My love for vetiver is well established here, I think, and I could not call any list of my favorites complete without Chanel’s Sycomore. Composed in 2008 by Chanel’s in-house perfumer Jacques Polge and Christopher Sheldrake for Chanel’s Les Exclusifs line, this is a deeply sophisticated and beautiful fragrance.
If you have a bright memory of the smell of pine sap (I don’t know what sycamore sap smells like but one must soldier on), that will serve you well here. Begin with that, then amp up the earthiness with a dry, woody vetiver. Soften and gently sweeten this with a steady undercurrent of sandalwood, then add the slightest hint of the signature Chanel aldehydes to make everything glow, a little bit like the effect of a citrus. Imagine the effect of neon citrus. Pinch of cedar. Then, in the underbrush, something faintly sour or bitter, like an inedible root, which could be another facet of the vetiver or what I imagine cypress to be. And something else still more nebulous, some kind of flower, which I understand is an iris but which I cannot personally identify as anything other than the vague suggestion of a floral. It is, for me, unmistakably dimensional, not straightforward. The whole effect is wonderfully elegant and lush.

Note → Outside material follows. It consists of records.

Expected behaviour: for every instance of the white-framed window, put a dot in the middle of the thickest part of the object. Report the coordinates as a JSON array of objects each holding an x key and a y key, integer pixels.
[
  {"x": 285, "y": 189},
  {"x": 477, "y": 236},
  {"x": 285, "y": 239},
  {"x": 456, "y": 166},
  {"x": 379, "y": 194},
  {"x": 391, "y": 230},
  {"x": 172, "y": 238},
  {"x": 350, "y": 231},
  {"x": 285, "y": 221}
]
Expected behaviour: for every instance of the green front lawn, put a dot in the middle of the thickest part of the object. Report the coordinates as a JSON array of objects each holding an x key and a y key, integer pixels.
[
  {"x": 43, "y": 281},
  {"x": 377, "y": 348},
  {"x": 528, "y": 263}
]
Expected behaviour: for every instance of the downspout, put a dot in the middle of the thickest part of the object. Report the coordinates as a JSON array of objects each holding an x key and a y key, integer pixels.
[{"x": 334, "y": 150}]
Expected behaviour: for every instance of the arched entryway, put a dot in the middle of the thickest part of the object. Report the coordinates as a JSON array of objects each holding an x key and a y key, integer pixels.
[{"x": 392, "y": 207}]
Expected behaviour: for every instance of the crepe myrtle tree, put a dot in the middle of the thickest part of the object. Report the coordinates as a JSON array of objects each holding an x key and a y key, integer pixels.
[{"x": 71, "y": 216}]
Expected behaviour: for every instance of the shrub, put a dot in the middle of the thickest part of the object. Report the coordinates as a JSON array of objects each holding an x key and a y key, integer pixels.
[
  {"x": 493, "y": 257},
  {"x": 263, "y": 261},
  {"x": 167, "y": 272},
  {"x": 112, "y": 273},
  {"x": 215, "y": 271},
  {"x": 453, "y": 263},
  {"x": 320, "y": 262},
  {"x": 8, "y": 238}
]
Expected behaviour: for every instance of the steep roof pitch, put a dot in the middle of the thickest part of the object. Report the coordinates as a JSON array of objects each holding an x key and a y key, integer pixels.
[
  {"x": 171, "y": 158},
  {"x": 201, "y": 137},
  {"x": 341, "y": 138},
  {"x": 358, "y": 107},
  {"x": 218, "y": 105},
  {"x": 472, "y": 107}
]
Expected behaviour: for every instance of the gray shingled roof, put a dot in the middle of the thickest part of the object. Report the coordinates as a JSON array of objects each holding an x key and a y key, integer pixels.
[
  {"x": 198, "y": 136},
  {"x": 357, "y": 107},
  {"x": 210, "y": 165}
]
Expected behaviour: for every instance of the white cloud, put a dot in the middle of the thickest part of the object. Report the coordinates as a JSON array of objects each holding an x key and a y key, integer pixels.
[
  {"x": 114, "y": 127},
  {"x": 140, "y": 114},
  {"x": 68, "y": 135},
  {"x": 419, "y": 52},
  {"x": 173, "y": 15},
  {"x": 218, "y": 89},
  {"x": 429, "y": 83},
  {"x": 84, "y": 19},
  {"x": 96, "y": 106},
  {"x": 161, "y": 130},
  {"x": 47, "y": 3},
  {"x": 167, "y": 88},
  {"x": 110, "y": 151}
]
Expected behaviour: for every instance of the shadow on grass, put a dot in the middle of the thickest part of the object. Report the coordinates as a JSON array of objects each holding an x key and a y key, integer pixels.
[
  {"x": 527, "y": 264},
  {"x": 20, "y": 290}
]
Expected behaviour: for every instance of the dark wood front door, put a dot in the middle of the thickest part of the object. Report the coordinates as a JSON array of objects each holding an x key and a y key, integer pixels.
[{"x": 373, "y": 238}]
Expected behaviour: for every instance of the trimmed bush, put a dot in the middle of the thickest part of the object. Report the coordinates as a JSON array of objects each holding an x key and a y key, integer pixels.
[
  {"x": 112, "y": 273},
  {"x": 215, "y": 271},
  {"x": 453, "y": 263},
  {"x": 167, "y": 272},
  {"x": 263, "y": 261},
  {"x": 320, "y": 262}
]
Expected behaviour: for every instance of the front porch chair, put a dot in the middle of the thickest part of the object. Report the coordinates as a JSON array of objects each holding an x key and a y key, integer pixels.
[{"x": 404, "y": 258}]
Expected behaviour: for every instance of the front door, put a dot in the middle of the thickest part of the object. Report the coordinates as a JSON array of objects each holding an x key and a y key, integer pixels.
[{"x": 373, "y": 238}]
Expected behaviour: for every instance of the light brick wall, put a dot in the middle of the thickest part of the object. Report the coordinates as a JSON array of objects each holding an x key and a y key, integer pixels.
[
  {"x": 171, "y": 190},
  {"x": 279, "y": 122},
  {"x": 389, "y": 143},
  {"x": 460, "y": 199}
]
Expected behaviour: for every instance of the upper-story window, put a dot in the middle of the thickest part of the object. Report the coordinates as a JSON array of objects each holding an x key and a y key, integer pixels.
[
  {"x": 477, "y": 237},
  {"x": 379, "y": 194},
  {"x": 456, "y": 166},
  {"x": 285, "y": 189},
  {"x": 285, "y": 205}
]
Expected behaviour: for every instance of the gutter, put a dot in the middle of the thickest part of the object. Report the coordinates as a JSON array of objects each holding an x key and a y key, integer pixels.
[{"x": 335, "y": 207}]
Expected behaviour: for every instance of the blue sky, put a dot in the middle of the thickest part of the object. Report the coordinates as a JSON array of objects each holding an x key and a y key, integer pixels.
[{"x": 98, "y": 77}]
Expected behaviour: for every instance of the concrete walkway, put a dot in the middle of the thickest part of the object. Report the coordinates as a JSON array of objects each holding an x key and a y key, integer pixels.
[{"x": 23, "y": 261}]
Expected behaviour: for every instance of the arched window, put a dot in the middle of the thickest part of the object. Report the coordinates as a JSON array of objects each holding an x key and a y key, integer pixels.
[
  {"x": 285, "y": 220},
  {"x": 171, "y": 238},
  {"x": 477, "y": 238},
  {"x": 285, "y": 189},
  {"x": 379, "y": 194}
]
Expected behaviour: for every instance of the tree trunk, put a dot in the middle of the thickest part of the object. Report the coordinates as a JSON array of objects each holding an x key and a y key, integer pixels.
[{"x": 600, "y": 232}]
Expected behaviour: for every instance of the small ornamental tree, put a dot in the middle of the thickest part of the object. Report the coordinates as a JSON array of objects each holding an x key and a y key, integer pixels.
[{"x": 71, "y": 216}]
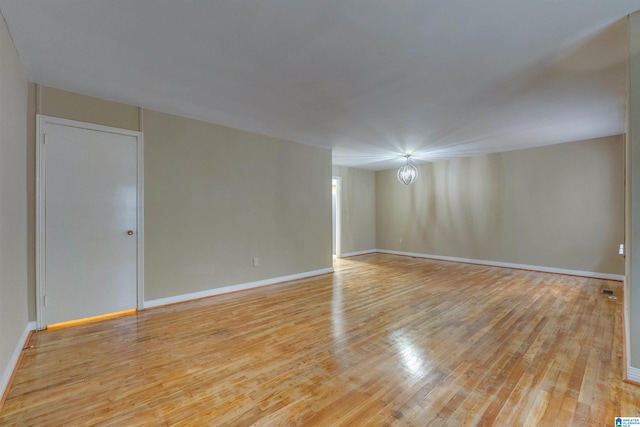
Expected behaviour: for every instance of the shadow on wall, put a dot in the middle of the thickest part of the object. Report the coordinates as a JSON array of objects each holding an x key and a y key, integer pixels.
[{"x": 457, "y": 207}]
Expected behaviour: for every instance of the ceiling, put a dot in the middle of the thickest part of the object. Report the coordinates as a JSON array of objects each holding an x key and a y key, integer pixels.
[{"x": 370, "y": 79}]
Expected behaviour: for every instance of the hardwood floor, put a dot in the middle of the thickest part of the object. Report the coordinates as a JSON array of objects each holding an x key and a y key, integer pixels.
[{"x": 386, "y": 340}]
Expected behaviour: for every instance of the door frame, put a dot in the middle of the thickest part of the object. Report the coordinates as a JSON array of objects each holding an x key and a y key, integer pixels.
[{"x": 41, "y": 122}]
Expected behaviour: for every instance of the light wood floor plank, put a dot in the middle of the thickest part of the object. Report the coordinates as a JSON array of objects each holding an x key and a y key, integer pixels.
[{"x": 386, "y": 340}]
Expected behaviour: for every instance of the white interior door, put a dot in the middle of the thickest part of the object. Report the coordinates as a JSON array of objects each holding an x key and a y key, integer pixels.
[{"x": 89, "y": 186}]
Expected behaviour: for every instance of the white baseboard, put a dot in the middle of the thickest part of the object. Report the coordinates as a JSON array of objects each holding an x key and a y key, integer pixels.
[
  {"x": 233, "y": 288},
  {"x": 633, "y": 374},
  {"x": 368, "y": 251},
  {"x": 11, "y": 366},
  {"x": 605, "y": 276}
]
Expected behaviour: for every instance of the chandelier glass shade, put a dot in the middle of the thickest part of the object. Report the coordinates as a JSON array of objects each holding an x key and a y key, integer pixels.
[{"x": 408, "y": 173}]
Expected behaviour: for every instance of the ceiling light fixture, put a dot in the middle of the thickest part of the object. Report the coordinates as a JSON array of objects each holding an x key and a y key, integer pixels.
[{"x": 408, "y": 173}]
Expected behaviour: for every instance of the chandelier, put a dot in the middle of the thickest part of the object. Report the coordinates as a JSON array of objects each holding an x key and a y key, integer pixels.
[{"x": 408, "y": 173}]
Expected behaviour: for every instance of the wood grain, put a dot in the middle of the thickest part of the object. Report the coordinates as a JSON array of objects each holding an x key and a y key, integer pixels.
[{"x": 386, "y": 340}]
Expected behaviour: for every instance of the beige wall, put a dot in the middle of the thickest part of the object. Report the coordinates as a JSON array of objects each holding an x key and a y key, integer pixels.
[
  {"x": 632, "y": 287},
  {"x": 215, "y": 197},
  {"x": 558, "y": 206},
  {"x": 13, "y": 202},
  {"x": 358, "y": 209}
]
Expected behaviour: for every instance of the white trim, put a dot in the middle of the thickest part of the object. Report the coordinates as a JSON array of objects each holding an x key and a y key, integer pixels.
[
  {"x": 338, "y": 235},
  {"x": 233, "y": 288},
  {"x": 41, "y": 121},
  {"x": 627, "y": 335},
  {"x": 633, "y": 374},
  {"x": 13, "y": 362},
  {"x": 368, "y": 251},
  {"x": 593, "y": 274}
]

This is reminiscent of yet softer and more complex than the also much beloved Encre Noir [Lalique], reminiscent of yet less a true, clean vetiver that the also beautifully executed Vetiver Extraordinaire [Frederic Malle].
Entirely unisex to me, and really quite bewitching. This an example of how good it is possible for perfume to be: distractingly, marvelously good. This doesn’t really evolve on me that I notice, and lasts several hours on the skin. I recommend small doses, as the formula is potent – a proper parfum.
Gorgeous any time of year but ideal in fall/winter.
Men, put down the bland stonking aquatics. Women, there is another kind of sweetness out there. Investigate the alternatives.